Davalı vekili,davanın reddini savunmuştur. Mahkemece, toplam alacak miktarının 23.239,68 TL olarak tespit edildiği, bu bedelin 2/3’nün davalıdan tahsili gerektiği belirtilerek davanın kısmen kabulü ile, itirazın 15.493 TL üzerinden iptaline karar verilmiş, hüküm davacılar vekili tarafından,mahkemece tespit edilen alacağın tamamının tahsiline karar verilmesi gerekirken 2/3’nün tahsiline karar verilmesi doğru olmadığı gerekçesiyle temyiz edilmiştir.

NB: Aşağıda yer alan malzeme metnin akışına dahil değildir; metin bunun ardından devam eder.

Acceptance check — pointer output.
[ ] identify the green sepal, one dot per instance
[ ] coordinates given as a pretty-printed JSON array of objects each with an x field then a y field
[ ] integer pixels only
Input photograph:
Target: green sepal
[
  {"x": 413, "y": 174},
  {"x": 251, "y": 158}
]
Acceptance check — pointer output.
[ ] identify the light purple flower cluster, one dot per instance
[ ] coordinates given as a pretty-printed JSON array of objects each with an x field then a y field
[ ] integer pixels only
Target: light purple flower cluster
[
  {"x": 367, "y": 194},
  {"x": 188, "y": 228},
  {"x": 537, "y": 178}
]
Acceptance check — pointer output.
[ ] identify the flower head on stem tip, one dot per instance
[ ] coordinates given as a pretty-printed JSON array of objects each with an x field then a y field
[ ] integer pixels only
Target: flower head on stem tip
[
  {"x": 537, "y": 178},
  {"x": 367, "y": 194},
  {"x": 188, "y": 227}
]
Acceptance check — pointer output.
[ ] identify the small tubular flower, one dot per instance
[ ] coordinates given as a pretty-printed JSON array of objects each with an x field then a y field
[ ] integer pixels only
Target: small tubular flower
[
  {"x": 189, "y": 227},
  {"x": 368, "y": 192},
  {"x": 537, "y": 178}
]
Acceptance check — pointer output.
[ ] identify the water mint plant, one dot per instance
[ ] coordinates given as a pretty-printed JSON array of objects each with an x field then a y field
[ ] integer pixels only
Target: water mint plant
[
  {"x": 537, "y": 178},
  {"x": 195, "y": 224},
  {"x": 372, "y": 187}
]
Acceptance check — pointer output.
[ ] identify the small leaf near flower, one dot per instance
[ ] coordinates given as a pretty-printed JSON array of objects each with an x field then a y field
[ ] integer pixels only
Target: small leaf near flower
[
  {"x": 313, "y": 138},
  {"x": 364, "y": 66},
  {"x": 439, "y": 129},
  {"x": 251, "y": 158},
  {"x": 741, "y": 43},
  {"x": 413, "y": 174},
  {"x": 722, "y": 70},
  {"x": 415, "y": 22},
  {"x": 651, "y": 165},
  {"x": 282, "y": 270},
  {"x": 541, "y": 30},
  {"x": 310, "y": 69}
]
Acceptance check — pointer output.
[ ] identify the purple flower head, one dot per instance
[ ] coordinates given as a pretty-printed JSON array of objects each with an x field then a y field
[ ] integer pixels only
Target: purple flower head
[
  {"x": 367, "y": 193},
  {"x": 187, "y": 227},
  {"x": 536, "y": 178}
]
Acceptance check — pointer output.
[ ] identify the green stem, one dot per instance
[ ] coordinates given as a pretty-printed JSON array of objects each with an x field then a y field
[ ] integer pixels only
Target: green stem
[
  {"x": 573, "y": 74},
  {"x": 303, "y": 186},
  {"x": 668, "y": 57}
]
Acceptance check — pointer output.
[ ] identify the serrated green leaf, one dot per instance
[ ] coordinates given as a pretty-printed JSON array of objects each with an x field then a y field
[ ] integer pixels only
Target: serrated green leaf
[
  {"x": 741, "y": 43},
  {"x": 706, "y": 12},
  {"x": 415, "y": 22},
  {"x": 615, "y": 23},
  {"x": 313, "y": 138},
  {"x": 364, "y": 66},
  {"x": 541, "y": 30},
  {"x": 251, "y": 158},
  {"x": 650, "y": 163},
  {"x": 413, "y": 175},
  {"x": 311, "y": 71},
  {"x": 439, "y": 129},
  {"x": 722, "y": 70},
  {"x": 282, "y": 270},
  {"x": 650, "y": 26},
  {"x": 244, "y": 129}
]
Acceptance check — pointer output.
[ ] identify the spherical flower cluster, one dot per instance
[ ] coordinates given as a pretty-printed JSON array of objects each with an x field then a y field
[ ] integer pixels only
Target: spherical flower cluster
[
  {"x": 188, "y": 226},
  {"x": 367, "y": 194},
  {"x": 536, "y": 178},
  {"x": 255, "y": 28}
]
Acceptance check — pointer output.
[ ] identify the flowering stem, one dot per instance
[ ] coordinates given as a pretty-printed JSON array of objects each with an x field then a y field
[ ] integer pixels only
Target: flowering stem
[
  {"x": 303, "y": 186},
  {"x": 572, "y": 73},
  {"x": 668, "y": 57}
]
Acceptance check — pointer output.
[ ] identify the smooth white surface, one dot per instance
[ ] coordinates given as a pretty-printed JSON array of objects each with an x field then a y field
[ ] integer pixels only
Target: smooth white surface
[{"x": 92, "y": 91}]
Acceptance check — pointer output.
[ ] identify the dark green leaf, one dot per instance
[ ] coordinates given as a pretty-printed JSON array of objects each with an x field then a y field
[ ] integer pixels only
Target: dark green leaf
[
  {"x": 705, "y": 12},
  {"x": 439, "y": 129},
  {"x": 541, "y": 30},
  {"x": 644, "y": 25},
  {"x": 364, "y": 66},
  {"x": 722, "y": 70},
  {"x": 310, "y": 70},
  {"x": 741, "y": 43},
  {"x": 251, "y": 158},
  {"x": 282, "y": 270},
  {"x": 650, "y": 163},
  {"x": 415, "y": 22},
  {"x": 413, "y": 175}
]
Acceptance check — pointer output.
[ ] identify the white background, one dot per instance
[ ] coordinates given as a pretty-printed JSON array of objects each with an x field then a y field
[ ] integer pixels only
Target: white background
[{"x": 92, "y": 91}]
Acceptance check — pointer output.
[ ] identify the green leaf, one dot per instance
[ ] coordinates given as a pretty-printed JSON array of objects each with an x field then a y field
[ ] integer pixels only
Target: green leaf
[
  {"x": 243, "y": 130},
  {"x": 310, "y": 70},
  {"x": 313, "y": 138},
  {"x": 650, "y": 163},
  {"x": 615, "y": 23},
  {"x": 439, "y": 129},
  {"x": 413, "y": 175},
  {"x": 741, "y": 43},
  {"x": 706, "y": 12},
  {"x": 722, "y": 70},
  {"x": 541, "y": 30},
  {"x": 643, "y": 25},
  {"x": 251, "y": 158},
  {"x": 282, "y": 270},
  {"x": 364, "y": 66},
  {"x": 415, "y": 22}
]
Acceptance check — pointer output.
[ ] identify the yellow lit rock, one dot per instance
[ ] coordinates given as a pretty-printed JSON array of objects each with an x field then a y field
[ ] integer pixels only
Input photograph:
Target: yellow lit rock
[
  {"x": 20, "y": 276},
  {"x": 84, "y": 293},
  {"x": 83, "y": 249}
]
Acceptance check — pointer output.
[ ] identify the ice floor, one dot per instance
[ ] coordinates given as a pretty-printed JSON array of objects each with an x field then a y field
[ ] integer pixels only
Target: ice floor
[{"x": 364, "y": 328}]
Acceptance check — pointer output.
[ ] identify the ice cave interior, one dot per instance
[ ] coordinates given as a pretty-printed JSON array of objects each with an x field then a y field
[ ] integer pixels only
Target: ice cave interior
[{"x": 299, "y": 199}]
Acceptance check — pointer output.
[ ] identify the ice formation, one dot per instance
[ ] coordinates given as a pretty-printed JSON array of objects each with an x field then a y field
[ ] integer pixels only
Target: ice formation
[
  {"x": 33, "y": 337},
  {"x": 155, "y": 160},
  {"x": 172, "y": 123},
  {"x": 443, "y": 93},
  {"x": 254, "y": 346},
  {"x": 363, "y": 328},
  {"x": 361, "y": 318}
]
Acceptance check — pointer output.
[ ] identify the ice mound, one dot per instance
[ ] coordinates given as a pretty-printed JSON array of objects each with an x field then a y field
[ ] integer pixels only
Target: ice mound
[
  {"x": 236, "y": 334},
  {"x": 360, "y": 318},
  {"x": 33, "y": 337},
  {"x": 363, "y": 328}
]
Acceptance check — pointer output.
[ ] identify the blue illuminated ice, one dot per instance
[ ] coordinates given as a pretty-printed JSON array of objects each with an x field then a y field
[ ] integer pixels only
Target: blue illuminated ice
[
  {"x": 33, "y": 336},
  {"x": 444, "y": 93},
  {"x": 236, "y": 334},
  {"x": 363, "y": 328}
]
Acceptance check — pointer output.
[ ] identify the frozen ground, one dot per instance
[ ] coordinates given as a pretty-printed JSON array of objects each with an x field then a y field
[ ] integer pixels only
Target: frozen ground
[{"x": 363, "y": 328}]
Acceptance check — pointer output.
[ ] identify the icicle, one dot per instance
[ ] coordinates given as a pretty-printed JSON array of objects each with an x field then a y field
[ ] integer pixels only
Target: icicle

Davalı,30.11.1979 başlangıç tarihli ve daha sonra yenilenen 1.1.1995 başlangıç tarihli ve beş yıl süreli kira akdi gereğince dava konusu zemin, birinci katın tamamı (iki daire) ve bodrum bölümünün 18 m2’lik kısmında kiracıdır.Kira sözleşmesindeki kiralayanlar ..., ... ve .... Taraflar arasında bu hususlarda
bir uyuşmazlık bulunmamaktadır. İcra takibi ve dava kiralayanlardan ... ve ...’nin mirasçıları tarafından açılmıştır. Kiralayanlardan ... davacılar arasında yer almamaktadır. Davacılar dava dilekçesinde, zemin ve birinci kattaki iki dairede meydana gelen hasarın tümünün tahsilini istemişlerdir. Mahkemece,dava konusu yapılan bu üç bölümdeki hasar bedelinin 20.439,68 TL olduğu,onarımın 2 ayda yapılabileceğinin anlaşılması nedeniyle iki aylık kira bedeli olan 2.800 TL ile birlikte toplam alacak miktarını 23.239,68 TL olarak tespit edilmiş, bu alacak miktarının 2/3’ünün tahsiline karar verilmiştir. Mahkemece hükmün gerekçesinde açıkça davacı olmayan kiralayan ...’nin 1/3 payının tahsiline karar verilen toplam alacaktan çıkarıldığı yazılmamış ise de, alacağın 2/3’ünün tahsiline karar verilmesi nedeniyle, bu sonuca varılmıştır.Davacılar vekili de hükmün gerekçesine katıldıklarını belirterek hükmü bu yönden temyiz etmiştir.Her ne kadar davada dayanılan ve hükme esas alınan kira sözleşmesinde üç kiralayan bulunmakta ise de dosya arasındaki mevcut tapu kayıtlarından davaya konu kiralananların bulunduğu ... parselde 2001 yılında(dava açılmadan önce) kat mülkiyeti tesis edildiği,kiralananlardan zemin katın davacılar ... ile ... adlarına,birinci kattaki iki dairenin ... adına ve bodrum katın dava dışı ... adına tapuya tescil edildikleri anlaşılmıştır.Bu durumda davacıların dava ettikleri kiralananlardan zemin ve birinci kattaki dairelerin mülkiyetinin dava açılmadan çok önce davacılara geçtiği,bu nedenle davacıların hem kiralayan ve hem de malik sıfatıyla bu üç kiralanan bölümdeki hasar bedelinin tamamını isteme hakları bulunduğunun kabulü gerekir.Kiralayanlardan ... bodrum katın maliki olup,bu davada bodrum katın hasar bedeli istenmediğine göre, dava dışı ...’nin diğer üç bölüme ilişkin hasar bedeli nedeni ile dava hakkı bulunmadığından tespit edilen toplam alacak miktarından 1/3 payın çıkarılarak davacılara 2/3’ünün verilmesi doğru görülmemiş, hükmün bu nedenle bozulması gerekmiştir.
SONUÇ;Yukarıda 2 nolu bentte açıklanan nedenlerle davacılar vekilinin temyiz isteminin kabulü ile hükmün BOZULMASINA, istek halinde peşin alınan temyiz harcının temyiz edene iadesine, 25.3.2010 tarihinde oy birliğiyle karar verildi.